Cette restructuration des filières est également orientée vers un renforcement du poids des interprofessions. Ce serait finalement à elles de gérer les relations entre les producteurs et l'aval. Mais « il paraît illusoire de penser que les interprofessions peuvent se substituer aux opérateurs ou à l'État pour gérer l'économie », avertit le Comité national des interprofessions des vins d'appellation d'origine (CNIV), qui pose également la question de savoir si les distributeurs doivent y siéger, ce qu'il ne voit pas d'un très bon oeil.

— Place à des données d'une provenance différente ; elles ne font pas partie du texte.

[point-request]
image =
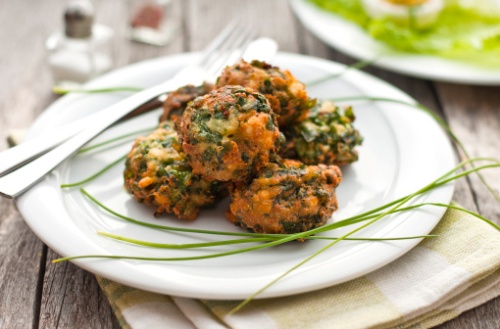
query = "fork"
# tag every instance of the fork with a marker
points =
(228, 46)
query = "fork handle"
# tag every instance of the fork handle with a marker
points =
(16, 182)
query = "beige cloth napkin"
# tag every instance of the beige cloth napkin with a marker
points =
(433, 283)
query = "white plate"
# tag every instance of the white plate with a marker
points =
(352, 40)
(403, 149)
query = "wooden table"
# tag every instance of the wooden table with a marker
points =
(34, 292)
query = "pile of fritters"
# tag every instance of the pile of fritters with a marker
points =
(255, 135)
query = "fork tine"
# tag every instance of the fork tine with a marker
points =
(216, 43)
(230, 51)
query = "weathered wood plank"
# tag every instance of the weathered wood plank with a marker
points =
(72, 298)
(24, 93)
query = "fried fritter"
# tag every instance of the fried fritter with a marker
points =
(287, 96)
(229, 133)
(286, 198)
(326, 136)
(176, 102)
(157, 174)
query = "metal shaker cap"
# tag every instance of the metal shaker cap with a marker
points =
(78, 19)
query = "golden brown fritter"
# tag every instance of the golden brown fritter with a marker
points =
(176, 102)
(286, 198)
(157, 174)
(326, 136)
(229, 133)
(287, 96)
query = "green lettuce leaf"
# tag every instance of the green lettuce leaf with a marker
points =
(460, 33)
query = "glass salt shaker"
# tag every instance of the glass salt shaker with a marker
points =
(83, 50)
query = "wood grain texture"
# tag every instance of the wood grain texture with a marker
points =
(33, 292)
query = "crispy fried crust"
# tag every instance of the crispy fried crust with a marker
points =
(286, 198)
(176, 102)
(327, 136)
(157, 174)
(229, 133)
(287, 96)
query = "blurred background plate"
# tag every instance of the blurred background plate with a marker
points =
(350, 39)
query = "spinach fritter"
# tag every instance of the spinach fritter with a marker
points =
(326, 136)
(176, 102)
(157, 174)
(286, 198)
(229, 133)
(287, 96)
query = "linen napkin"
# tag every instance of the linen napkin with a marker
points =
(433, 283)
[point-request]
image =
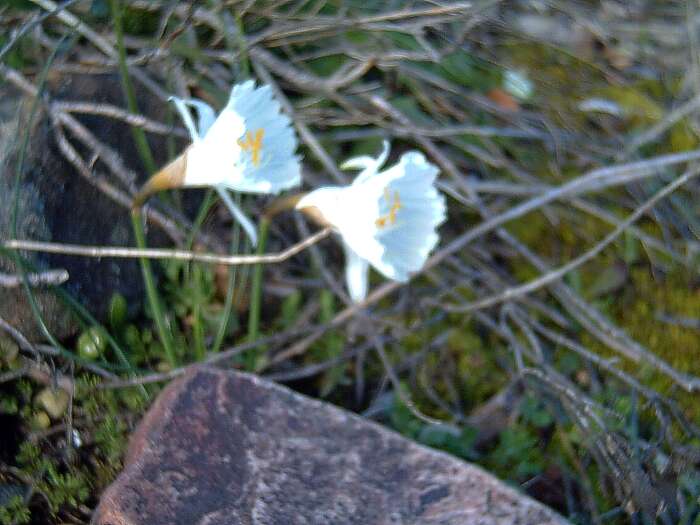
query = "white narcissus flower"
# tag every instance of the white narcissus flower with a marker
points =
(386, 219)
(249, 148)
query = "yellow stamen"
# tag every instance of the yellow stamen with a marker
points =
(254, 144)
(390, 217)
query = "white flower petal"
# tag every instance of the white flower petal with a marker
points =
(273, 167)
(250, 147)
(356, 274)
(205, 113)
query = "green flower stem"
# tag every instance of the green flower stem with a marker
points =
(256, 285)
(152, 293)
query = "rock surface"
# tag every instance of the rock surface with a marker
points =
(57, 204)
(230, 448)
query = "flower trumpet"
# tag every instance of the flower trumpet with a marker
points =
(386, 219)
(249, 148)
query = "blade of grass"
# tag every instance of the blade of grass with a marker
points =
(139, 135)
(256, 285)
(149, 163)
(152, 293)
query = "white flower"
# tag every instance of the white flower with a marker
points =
(249, 147)
(386, 219)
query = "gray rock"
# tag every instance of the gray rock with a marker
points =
(230, 448)
(57, 204)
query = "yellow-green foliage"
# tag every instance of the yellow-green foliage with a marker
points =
(674, 295)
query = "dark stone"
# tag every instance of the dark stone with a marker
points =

La revalorisation concrète des salaires des vignerons ne semble donc pas pour demain. « De nombreuses choses sont venues sur la table, mais il aurait fallu plus de temps », a reconnu Serge Papin à la fin de l'atelier. « Nous espérons des répercussions positives sur les prix dans la filière vin, mais tout ne sera pas résolu », acquiesce Jean-Jacques Jarjanette. Il faut avouer que vouloir renverser un système complètement grippé et vieux de 50 ans en seulement trois mois est audacieux. Pourtant, l'Élysée continue à annoncer que le gouvernement souhaite « aboutir à un réel plan de transformation de l'agriculture, et pas à quelques petits ajustements à la marge ». Il mise pour cela sur une enveloppe de cinq milliards d'euros sur cinq ans, notamment pour accompagner les plans de filières. Mais sous quelle forme ? Aucune piste n'est donnée pour le moment.

Et la suite pourrait bien se révéler désastreuse puisque le second chantier porte sur les questions sanitaires, et que derrière l'aspect d'une « alimentation saine », apparaît clairement en filigrane la question des phytosanitaires. L'Élysée a d'ailleurs confirmé que la volonté claire d'Emmanuel Macron, pour ce deuxième chantier, était d'arriver à un calendrier d'élimination des produits phytosanitaires et à la séparation des activités de distribution et de conseil. Si ce dernier aspect ne portera a priori pas préjudice aux vignerons, le premier pourrait bien lui être fatal et créer une vraie distorsion de concurrence au sein même de l'Union européenne.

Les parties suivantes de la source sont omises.